Keywords: ceric ammonium nitrate, mixed fuel process, nanocrystalline, cerium, ceria solid solutions, thermal analysis, sintering, dense ceramics, oxide nanoparticles, nanostructures, sintered ceramics, citric acid, glycine, microstructure, nanopowders, nanotechnology
Towards achieving nano-structured sintered ceramics with high stability for SOFC applications: Ce1−xMxO2−δ, M = Gd, Sm: interesting examples
Through selected examples, we have demonstrated the importance of using nanoparticles of oxides to obtain nanostructured sintered ceramics at low sintering temperatures. For this purpose, we have prepared two series of single doped ceria solid solutions of the general formulae Ce1−xMxO2−δ, where M = Gd and Sm and x = 0.05-0.2 using a modified combustion process, namely a mixed fuel process with a mixture of fuels, such as citric acid and glycine. Independent of the nature of the metal ions all the compositions formed doped Ce1−xMxO2−δ ceria in-situ with improved powder properties such as finer particle size and high surface area.

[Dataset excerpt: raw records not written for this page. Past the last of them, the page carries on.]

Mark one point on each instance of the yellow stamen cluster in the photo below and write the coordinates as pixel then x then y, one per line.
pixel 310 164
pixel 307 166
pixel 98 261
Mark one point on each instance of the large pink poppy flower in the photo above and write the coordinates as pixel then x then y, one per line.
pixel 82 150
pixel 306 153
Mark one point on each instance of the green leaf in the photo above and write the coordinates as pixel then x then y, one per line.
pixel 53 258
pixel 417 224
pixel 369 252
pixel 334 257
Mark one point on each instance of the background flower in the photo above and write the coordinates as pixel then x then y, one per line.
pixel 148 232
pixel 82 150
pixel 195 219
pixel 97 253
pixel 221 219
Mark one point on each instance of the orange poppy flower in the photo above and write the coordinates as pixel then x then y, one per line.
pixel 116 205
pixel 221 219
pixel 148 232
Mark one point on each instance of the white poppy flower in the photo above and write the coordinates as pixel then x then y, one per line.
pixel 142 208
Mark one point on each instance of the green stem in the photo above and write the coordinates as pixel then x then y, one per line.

Highly reactive powders that could achieve resultant sintered density of ≥98% of the theoretical density were achieved by this synthetic approach. Moreover, the sintered Ce1−xMxO2−δ powders exhibited enhanced densification and controlled grain growth and exhibited nano-sized grains in the sintered microstructures. A correlation could be established between the agglomerate size of the powders and the ultimate grain size of the sintered powder compacts. In addition, these powders have the potential of exhibiting substantial stability against reduction by retaining relatively high density over a wide range of temperatures. The cited examples clearly demonstrate an incremental increase in property, viz., enhanced sinterability of the particles due to nanosize effect.